The circle-pretrained model evaluated on both training scenes (circle overlay) and unseen robot scenes (zero-shot). Top 3 rows: circle scenes (training distribution). Bottom 3 rows: real robot scenes (never seen during training). Each row shows: input + start keypoint (green dot) → predicted heatmaps for t+1 through t+4.

Circle-pretrained models evaluated on circle scenes (top half) and robot scenes (bottom half, zero-shot). PARA (heatmap rows): sharp spatial predictions on circles, diffuse but meaningful on robots. ACT (pixel dots rows): predicts trajectory points on circles, less coherent on robots. Each row shows input + 4 future timestep predictions.

Fine-tuning Results: 2D Pretraining (Heatmap Only)

After pretraining on 256 circle-overlay demos with 2D heatmap objective only (no height bins, no gripper), fine-tune on real robot demos. The pretrained backbone provides a 4× improvement over training from scratch in the low-data regime.

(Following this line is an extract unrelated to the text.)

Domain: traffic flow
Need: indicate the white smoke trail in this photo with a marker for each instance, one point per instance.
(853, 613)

2D pretraining (heatmap only) vs scratch across demo counts
Demos	PARA 2D-pt	PARA scratch	ACT 2D-pt	ACT scratch
1	10%	0%	0%	0%
3	20%	7%	0%	0%
5	33%	7%	0%	0%
10	39%	10%	18%	6%
20	31%	29%	24%	44%
256	83% (upper bound)		—

PARA 2D-pretrained dominates in the very low-data regime (1-5 demos): 10-33% success while everything else gets 0-7%. The 2D heatmap pretraining objective transfers directly to the 2D component of the volume head, so the model only needs to learn height prediction from robot data.

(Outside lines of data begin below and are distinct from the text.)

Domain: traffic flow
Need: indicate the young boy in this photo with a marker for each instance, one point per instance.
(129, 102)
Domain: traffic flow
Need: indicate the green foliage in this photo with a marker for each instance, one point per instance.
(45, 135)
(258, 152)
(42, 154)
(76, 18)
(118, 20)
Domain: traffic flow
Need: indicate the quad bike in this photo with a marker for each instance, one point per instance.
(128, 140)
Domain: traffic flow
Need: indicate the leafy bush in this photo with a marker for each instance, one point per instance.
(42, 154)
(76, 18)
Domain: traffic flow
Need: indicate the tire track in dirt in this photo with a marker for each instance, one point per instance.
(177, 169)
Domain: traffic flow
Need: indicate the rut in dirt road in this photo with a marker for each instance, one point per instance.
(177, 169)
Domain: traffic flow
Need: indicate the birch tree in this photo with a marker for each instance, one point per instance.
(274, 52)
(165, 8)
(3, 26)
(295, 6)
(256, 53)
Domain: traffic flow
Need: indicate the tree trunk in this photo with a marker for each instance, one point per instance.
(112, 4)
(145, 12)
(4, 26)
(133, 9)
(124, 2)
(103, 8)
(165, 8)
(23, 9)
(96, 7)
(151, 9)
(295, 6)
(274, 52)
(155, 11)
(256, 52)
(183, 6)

Fine-tuning Results: 3D Pretraining (Full Model)

Can we do better by pretraining with the full 3D objective (same architecture, same heads, same losses — only the visual input differs)? We pretrain PARA and ACT on circle-overlay data with full 3D supervision (volume + height + gripper for PARA, position + gripper for ACT), then fine-tune on real robot demos. This gives direct weight transfer — every layer is initialized from pretraining.

Full comparison: 3D pretraining vs 2D pretraining vs scratch (binary success = full place)
Demos	PARA 3D-pt	PARA 2D-pt	PARA scratch	ACT 3D-pt	ACT 2D-pt	ACT scratch
1	0%	10%	0%	0%	0%	0%
3	0%	20%	7%	0%	0%	0%
5	21%	33%	7%	0%	0%	0%
10	66%	39%	10%	21%	18%	6%
20	64%	31%	29%	72%	24%	44%
256	83% (upper bound)			—

Multistage scoring: place=100%, grasp=50%, miss=0% — 2D vs 3D pretraining
Demos	PARA 2D-pt			PARA 3D-pt			ACT 2D-pt			ACT 3D-pt
	P	G	Wtd	P	G	Wtd	P	G	Wtd	P	G	Wtd
1	3	18	12%	0	0	0%	0	0	0%	0	0	0%
3	5	3	6%	0	3	2%	1	7	4%	0	0	0%
5	15	41	36%	21	42	42%	2	3	4%	0	0	0%
10	3	62	34%	66	3	68%	24	31	40%	21	16	29%
20	39	27	52%	64	1	64%	50	32	66%	72	9	76%

Two pretraining regimes emerge:
1. Very low data (1-3 demos): 2D pretraining wins. PARA 2D-pt grasps with just 1 demo (18 grasps, 12% weighted) while 3D-pt gets 0%. The simpler heatmap-only objective transfers more easily — the model only needs to learn height prediction from the few robot demos.
2. Moderate data (5-20 demos): 3D pretraining dominates. PARA 3D-pt reaches 68% weighted at 10 demos vs 34% for 2D-pt. ACT 3D-pt reaches 76% weighted at 20 demos — the best overall result.

The crossover is at 5 demos (PARA 3D-pt 42% vs 2D-pt 36% weighted).

Critical insight — 3D pretraining converts grasps into placements: At 10 demos, PARA 2D-pt grasps 65% of the time (3 places + 62 grasps) but almost never completes placement (3% binary). PARA 3D-pt grasps at a similar rate (69%) but converts nearly all grasps to full placements (66% binary). The 3D pretraining teaches the height/placement skills that 2D pretraining leaves to be learned from scratch. This is the key benefit: both pretraining methods learn the 2D spatial reasoning needed to reach the object, but only 3D pretraining provides the depth and gripper skills needed to complete the manipulation.